Studies of African ancestries are yielding important insights. For instance, differences in the proteins that carry fats in the blood in African samples have been used to develop a new medication to reduce atherosclerosis. A new gene that determines the risk of developing Parkinson’s disease has been described by Nigerian researchers from their patients. The genetics of mental health is very different in southern Africa when compared with the US. Because of their varied origins and heritages, populations on Caribbean islands are likely to have distinct and unique genetics.
Genetic differences in African ancestries direct liver cells involved in blood clotting. One enzyme that builds clotting proteins has genetic variants with different functions, as has the superfamily of enzymes that inactivate warfarin. Successful warfarin treatment plans for African Americans and Brazilians often differ from those used for European or south-east Asian patients. Populations of Cuba and Puerto Rico have significantly different dosing requirements too for warfarin.
So should we tell physicians and pharmacists about our ancestors? Could they run a quick test of our genes to help with our medicines? At present, promises of these novel methods are not well developed: this technical wizardry is not yet practical to make warfarin prescribing personalised or precise in the average clinic.
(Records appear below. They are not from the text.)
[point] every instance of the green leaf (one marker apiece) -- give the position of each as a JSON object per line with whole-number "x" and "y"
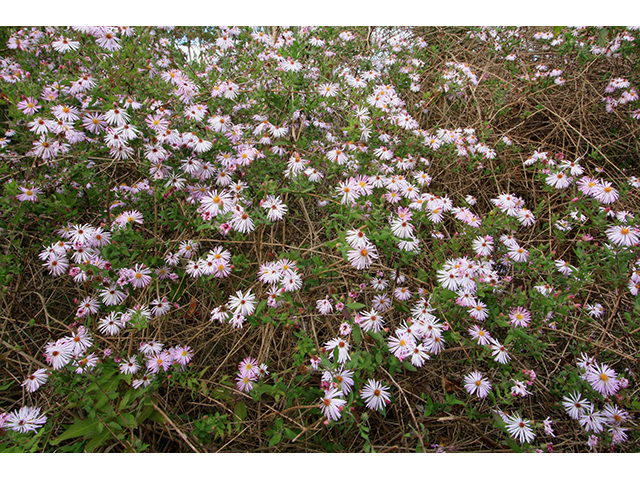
{"x": 80, "y": 428}
{"x": 275, "y": 439}
{"x": 240, "y": 410}
{"x": 355, "y": 306}
{"x": 97, "y": 441}
{"x": 260, "y": 307}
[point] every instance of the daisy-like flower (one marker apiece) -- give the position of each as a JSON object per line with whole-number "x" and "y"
{"x": 34, "y": 381}
{"x": 343, "y": 349}
{"x": 29, "y": 194}
{"x": 57, "y": 265}
{"x": 242, "y": 303}
{"x": 112, "y": 296}
{"x": 27, "y": 419}
{"x": 249, "y": 367}
{"x": 275, "y": 208}
{"x": 592, "y": 420}
{"x": 183, "y": 355}
{"x": 499, "y": 352}
{"x": 362, "y": 257}
{"x": 371, "y": 321}
{"x": 595, "y": 310}
{"x": 245, "y": 383}
{"x": 478, "y": 310}
{"x": 517, "y": 253}
{"x": 519, "y": 389}
{"x": 357, "y": 238}
{"x": 131, "y": 216}
{"x": 476, "y": 383}
{"x": 328, "y": 89}
{"x": 324, "y": 306}
{"x": 519, "y": 428}
{"x": 129, "y": 366}
{"x": 520, "y": 317}
{"x": 29, "y": 106}
{"x": 558, "y": 180}
{"x": 139, "y": 276}
{"x": 161, "y": 360}
{"x": 332, "y": 404}
{"x": 402, "y": 293}
{"x": 143, "y": 381}
{"x": 575, "y": 405}
{"x": 160, "y": 306}
{"x": 345, "y": 329}
{"x": 402, "y": 346}
{"x": 482, "y": 336}
{"x": 111, "y": 324}
{"x": 605, "y": 193}
{"x": 375, "y": 395}
{"x": 623, "y": 235}
{"x": 603, "y": 379}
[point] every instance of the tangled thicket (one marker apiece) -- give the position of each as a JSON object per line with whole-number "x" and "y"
{"x": 459, "y": 133}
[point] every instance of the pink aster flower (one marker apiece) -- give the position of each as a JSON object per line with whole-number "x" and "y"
{"x": 603, "y": 379}
{"x": 375, "y": 395}
{"x": 520, "y": 317}
{"x": 27, "y": 419}
{"x": 476, "y": 383}
{"x": 28, "y": 194}
{"x": 332, "y": 404}
{"x": 34, "y": 381}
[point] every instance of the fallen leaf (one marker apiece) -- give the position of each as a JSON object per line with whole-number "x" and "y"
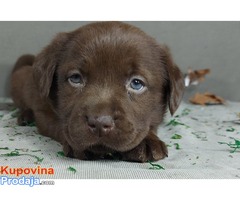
{"x": 206, "y": 99}
{"x": 194, "y": 77}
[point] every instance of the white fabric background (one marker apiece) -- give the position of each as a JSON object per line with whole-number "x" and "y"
{"x": 200, "y": 155}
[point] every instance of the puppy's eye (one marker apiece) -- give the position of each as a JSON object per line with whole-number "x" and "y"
{"x": 137, "y": 84}
{"x": 75, "y": 80}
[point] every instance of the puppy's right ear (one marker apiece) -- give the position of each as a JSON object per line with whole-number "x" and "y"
{"x": 46, "y": 62}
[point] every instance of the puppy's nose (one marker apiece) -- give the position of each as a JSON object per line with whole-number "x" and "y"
{"x": 101, "y": 125}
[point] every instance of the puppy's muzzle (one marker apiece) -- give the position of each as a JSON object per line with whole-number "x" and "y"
{"x": 100, "y": 125}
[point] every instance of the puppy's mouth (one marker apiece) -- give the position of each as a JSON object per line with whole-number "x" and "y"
{"x": 118, "y": 135}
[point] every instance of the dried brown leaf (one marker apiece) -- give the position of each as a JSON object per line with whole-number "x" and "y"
{"x": 206, "y": 99}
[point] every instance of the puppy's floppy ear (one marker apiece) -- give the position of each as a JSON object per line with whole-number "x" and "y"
{"x": 176, "y": 80}
{"x": 46, "y": 63}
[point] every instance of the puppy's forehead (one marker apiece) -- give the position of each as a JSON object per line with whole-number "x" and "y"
{"x": 112, "y": 48}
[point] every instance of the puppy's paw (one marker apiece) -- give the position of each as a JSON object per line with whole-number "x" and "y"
{"x": 150, "y": 149}
{"x": 71, "y": 153}
{"x": 25, "y": 118}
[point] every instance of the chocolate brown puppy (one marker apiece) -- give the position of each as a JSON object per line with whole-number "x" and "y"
{"x": 100, "y": 90}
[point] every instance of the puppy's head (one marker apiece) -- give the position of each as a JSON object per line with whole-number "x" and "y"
{"x": 110, "y": 84}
“Life” can overrule genetics with most medical treatments. For instance, many patients do not take their warfarin medication regularly. Up to a third of those in a clinic may have problems with clotting control for this reason. Others drink alcohol intermittently, smoke tobacco or cannabis – these influence blood clotting too. Lifestyles may complicate the business of finding a dose of warfarin to keep your INR record smooth, and the clots away.
For our aunt, after some shrewd nursing, it turned out her diet was the problem. Aunt was a vegetarian, keen on green banana, spinach and cheeses. She was quite a cook, too, using lots of garlic and ginger. Her diet made it difficult for her warfarin to work well unless she took high doses. Her genetics were never tested, but regular clinic checks worked – she has not had any clots since starting warfarin.
For safer and more effective treatments, genetics seem to deliver promises for all of us because they are personal. However, lifestyles in our communities vary greatly – these are often more relevant to prescription medicines. Then there is always that problem of trying to remember to take the pills!
Dr. Colin Michie is currently the Associate Dean for Research and Knowledge Exchange at the School of Medicine in the University of Central Lancashire. He specializes in paediatrics, nutrition, and immunology. Michie has worked in the UK, southern Africa and Gaza as a paediatrician and educator and was the associate Academic Dean for the American University of the Caribbean Medical School in Sint Maarten a few years ago.